O rapazinho com cerca de dez anos tinha acabado de, por má utilização, partir um apoio de uma máquina doméstica recém-comprada. Com os seus conhecimentos limitados pensou que com a chamada “cola-tudo” resolveria o caso. Quando o seu Pai verificou que a enceradora nova tinha uma peça partida e colada, decidiu reclamar junto do vendedor e o rapazinho calou-se, não assumindo a sua responsabilidade no caso. Quando o Pai, para quem a verdade sempre tinha sido algo de sagrado, regressou da loja com a informação de que o vendedor iria apresentar o caso ao fabricante, o rapaz decidiu contar o que tinha acontecido. O caso resolveu-se com a informação ao comerciante do que tinha realmente acontecido e a tomada de consciência, pelo jovem, de que a mentira tem sempre perna curta, tendo ficado para sempre com uma relação muito difícil com a mentira e para com quem tem relação fácil com a mentira, digamos assim. Aqui chegados, devo esclarecer quem foi o rapaz que naquela altura da sua curta idade pensou que seria mais fácil calar o sucedido, assim mentindo: foi o autor destas linhas que, passados quase 60 anos sobre o sucedido, nunca o esqueceu.

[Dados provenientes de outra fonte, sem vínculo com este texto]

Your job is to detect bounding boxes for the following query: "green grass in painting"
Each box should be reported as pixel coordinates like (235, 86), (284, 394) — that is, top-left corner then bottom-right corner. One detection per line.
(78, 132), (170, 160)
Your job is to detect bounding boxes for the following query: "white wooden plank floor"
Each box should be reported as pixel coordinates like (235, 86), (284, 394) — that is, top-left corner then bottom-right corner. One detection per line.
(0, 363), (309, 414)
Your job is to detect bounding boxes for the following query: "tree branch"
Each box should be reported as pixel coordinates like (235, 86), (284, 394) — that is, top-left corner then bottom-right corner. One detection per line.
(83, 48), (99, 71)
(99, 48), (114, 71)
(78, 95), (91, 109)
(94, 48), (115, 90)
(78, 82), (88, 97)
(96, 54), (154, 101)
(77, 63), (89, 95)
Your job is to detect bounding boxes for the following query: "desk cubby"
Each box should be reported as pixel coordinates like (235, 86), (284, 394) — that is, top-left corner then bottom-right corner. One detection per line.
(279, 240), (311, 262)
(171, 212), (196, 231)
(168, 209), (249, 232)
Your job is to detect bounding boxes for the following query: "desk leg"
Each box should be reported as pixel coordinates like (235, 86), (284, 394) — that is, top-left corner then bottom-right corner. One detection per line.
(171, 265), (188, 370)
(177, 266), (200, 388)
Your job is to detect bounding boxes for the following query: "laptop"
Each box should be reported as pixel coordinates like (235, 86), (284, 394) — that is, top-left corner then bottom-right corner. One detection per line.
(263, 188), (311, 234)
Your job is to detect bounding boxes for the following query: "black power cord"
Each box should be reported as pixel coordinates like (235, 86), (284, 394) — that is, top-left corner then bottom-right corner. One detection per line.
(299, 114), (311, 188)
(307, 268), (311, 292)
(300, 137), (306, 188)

Assistimos hoje ao que parece ser uma completa inversão de valores, quando a mentira se torna absolutamente aceitável se permitir alcançar o objectivo pretendido, havendo apenas uma preocupação, que é a de não se ser apanhado.
Claro
que, em política, nunca é de esperar que a verdade seja um valor sagrado. Todos
os políticos profissionais sabem que ao apresentarem a realidade aos eleitores
sem pelo menos dourarem um pouco a pílula, nunca ganharão eleições, a não ser
em situações muito específicas e de perigo imediato. Winston Churchill é o
exemplo acabado disso. Enquanto Hitler ia fazendo das suas na Alemanha bem foi
avisando do perigo que dali vinha para todos, que ninguém o quis ouvir. Só
quando a Europa estava toda a arder e as Ilhas Britânicas quase a serem também
invadidas é que os seus concidadãos lhe confiaram os destinos do país, quando
ele os informou de que só lhes poderia prometer “sangue, suor e lágrimas” e
foi, de facto, o que lhes deu ao não se submeter aos desígnios nazis. Para,
logo que a guerra acabou, o despedirem sem apelo nem agravo nas primeiras
eleições que se seguiram. Aliás, o Reino de S. Majestade foi ainda recentemente
palco de uma vaga de mentiras do mais desbragado populismo que levou à sua
saída da União Europeia numa decisão evidentemente democrática porque ditada
pelo voto popular, mas constituindo um erro crasso de que a maioria do povo
estará já arrependida. As promessas que então lhes foram feitas de melhor
futuro não passavam de um engodo bem montado que se vieram a revelar, tarde
demais, como impossíveis de alcançar porque completamente desfasadas da
realidade.
A generalização e mesmo banalização da mentira como instrumento político é por demais evidente. Governantes e agentes políticos dos mais diversos níveis e quadrantes bem se podem achar muito inteligentes ao fazê-lo, mas mais não fazem do que corroer a democracia, escancarando as portas, eles sim, aos cavaleiros do apocalipse da ditadura. Uns mentem, objectivamente ou por omissão porque não têm coragem de dizer ao que vão temendo que tal não traga votos. Outros mentem quando tentam manipular a realidade, distorcendo números ou escondendo parte deles, os que mostram as suas incapacidades ou mesmo incompetências.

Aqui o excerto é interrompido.